Objective: Bronchoalveolar lavage (BAL) is a procedure for sampling the terminal airspace cell population to diagnose alveolitis, a condition that predicts changes in lung function in scleroderma patients. Cyclophosphamide (CYC) stabilizes the progression of lung disease in some, but not all, patients with active alveolitis. However, it is unknown whether the BAL fluid cell count obtained after CYC treatment of alveolitis predicts long-term lung function outcomes and can therefore be used to assist in therapeutic decision-making. The purpose of this study was to determine whether CYC therapy for active lung disease alters BAL fluid neutrophil and eosinophil counts and whether the persistence of abnormal BAL findings after CYC therapy predicts a decline in lung function in patients with scleroderma and interstitial lung disease (ILD).
Methods: We systematically reviewed the records of scleroderma patients who had active ILD, as evidenced by neutrophilia or eosinophilia on BAL fluid analysis before CYC therapy and on repeat analysis after completion of CYC. Pulmonary function tests (PFTs) were performed before initiation of therapy, at completion of therapy, and during long-term followup (mean +/- SD 3.6 +/- 1.94 years).
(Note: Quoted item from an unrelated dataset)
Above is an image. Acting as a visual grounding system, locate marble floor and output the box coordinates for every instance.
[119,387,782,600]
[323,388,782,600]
Results: Of the 25 study patients, in only 6 did the BAL fluid cell counts normalize after CYC therapy. No significant differences were observed between the proportions of patients who had a > or =10% decline in the % predicted DLCO or FVC on the second set of PFTs and had abnormal findings on followup BAL fluid analysis. During long-term followup, patients with persistent alveolitis had a decline in lung function (mean +/- SD change in % predicted FVC -0.6 +/- 10.8 liters and mean +/- SD change in % predicted DLCO -4.7 +/- 21.43 ml/minute/mm Hg), but their lung function did not significantly differ from that in patients whose BAL fluid cell counts had normalized (P = 0.70 and P = 0.62, respectively).
Conclusion: Persistently abnormal results on BAL fluid analysis following CYC treatment is a common finding and does not predict a subsequent decline in lung function.